As illustrated in Fig. 3, the proposed BESS aided renewable energy supply solution deployed at each 5G BS mainly includes: i) a renewable energy generator, e.g., the PV panel and wind turbine, which is deployed near the 5G BS system and generates renewable energy for the system, ii) a battery storage, which stores the surplus renewable energy and acts as the power source for the BS as needed, and iii) a controller, which can obtain the environment state (i.e., the measurement data) so as to control the battery discharging/charging operations through the control signals. In addition to the standard meter, as shown in Fig. 3, an additional generation meter is installed for the BS power supply system to measure the renewable energy generation.

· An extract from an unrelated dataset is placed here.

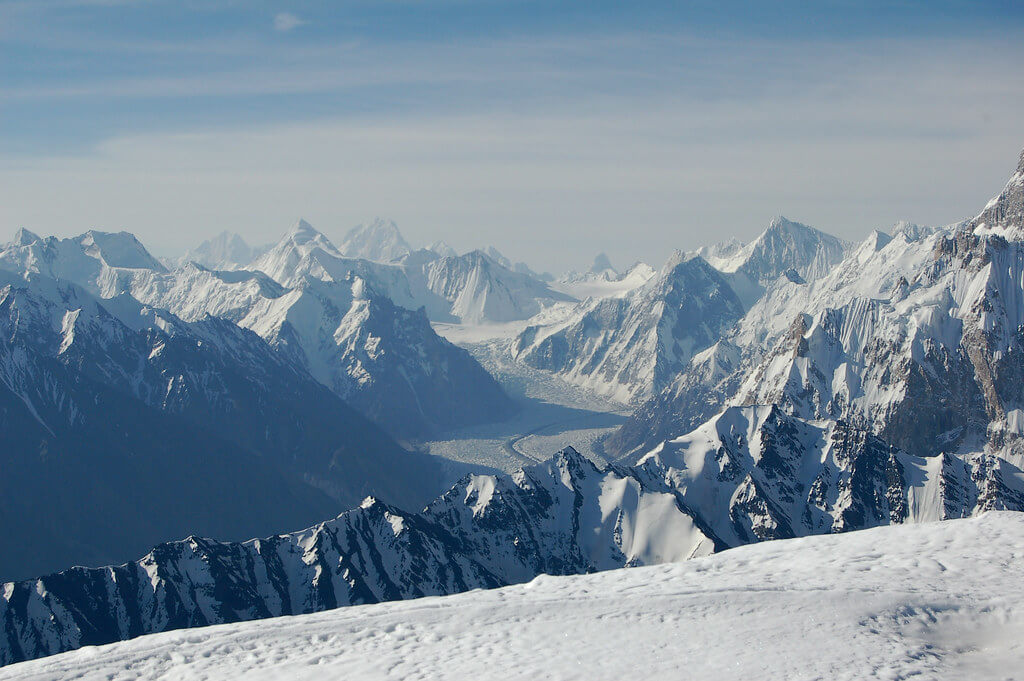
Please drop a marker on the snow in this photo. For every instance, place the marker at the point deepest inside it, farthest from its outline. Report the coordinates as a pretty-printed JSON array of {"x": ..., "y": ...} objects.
[{"x": 929, "y": 601}]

Furthermore, with commands from the controller, the distribution panel takes responsibility of power switch between the renewable energy and grid energy and ensures continuous and stable electricity supply for the BS.

As the essential component of the BESS aided renewable energy supply solution, the controller determines how efficient this paradigm is. Specifically, at each scheduling point, the controller needs to decide the amount of power supply from either the battery or the power grid. The scheduling operations should be made upon the power demands and battery states in real-time, so that the utilization of renewable energy can be enhanced and the total energy cost can be minimized.

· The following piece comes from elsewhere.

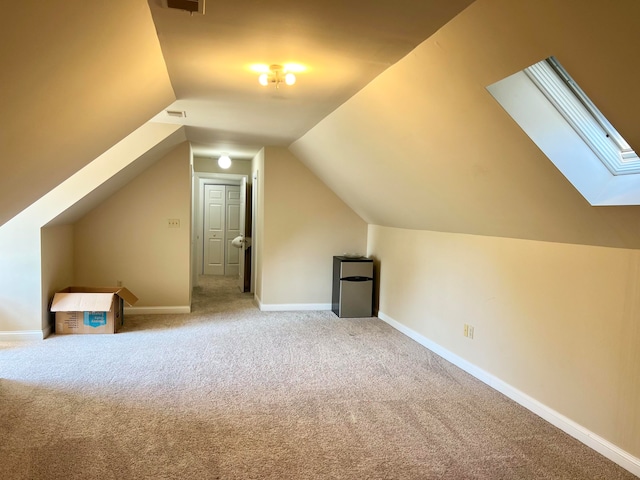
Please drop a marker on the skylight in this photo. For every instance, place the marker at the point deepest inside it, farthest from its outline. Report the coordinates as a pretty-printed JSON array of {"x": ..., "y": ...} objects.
[
  {"x": 569, "y": 129},
  {"x": 574, "y": 105}
]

Note that the feasibility of such an implementation as illustrated by Fig. 3 has been preliminarily verified in practice. According to [16], small integrated renewable energy generators are provided by some commercial companies for the BS system, which are easily deployed in both open rural and crowded urban environments.

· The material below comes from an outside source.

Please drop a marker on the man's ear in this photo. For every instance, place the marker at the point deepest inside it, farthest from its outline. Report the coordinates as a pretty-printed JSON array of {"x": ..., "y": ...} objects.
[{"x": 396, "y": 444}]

III-B BS Power Supply and Demand

The power of each 5G BS is mainly supplied by three parts: power grid, generated renewable energy, and storage energy. In particular, i) when the generated renewable energy is more than the power demand (e.g., during the off-peak hours), each 5G BS is only supplied by the renewable energy (i.e., off-grid) and the surplus renewable energy is stored in the battery storage, ii) when the generated renewable energy is less than the power demand (e.g., during the peak hours), each 5G BS is supplied by all three parts in a cooperative way.

In this paper, we consider a discrete time model, where the entire billing cycle (e.g., one month) is equally spilt into $T$ consecutive slots with length of $\Delta t$ and denoted by $\mathcal{T}=\{1,2,\cdots,T\}$ . For an arbitrary 5G BS, the power demand during the entire billing cycle can be represented by a power demand vector:

d:=[d(1),d(2),\cdots,d(T)]

(1)

where $d(t)$ is the power demand in time slot $t$ , which can be obtained by power meter readings at each BS.

III-C Renewable Energy Generation

By harvesting energy from renewable energy resources, the BSs could be powered in an environmentally-friendly and cost-efficient way. In this paper, in order to make the model extensible, we denote the renewable energy generation vector as:

g:=[g(1),g(2),\cdots,g(T)]

(2)

In this work, we choose two typical renewable energy as the auxiliary way of power supply, i.e., solar energy (i.e., $g^{s}(t)$ ) and wind energy (i.e., $g^{w}(t)$ ). Accordingly, for an arbitrary time slot $t$ , the renewable energy generation vector can be represented by:

g(t)=g^{s}(t)+g^{w}(t)

(3)

We assume that if the total generated renewable energy is beyond the power demand (i.e., $g(t)>d(t)$ ), the power is supplied in proportion to the renewable energy generated. The generation of both varies during a certain period (e.g., one day) and is affected by a some similar factors such as weather, temperature, wind speed, and so on.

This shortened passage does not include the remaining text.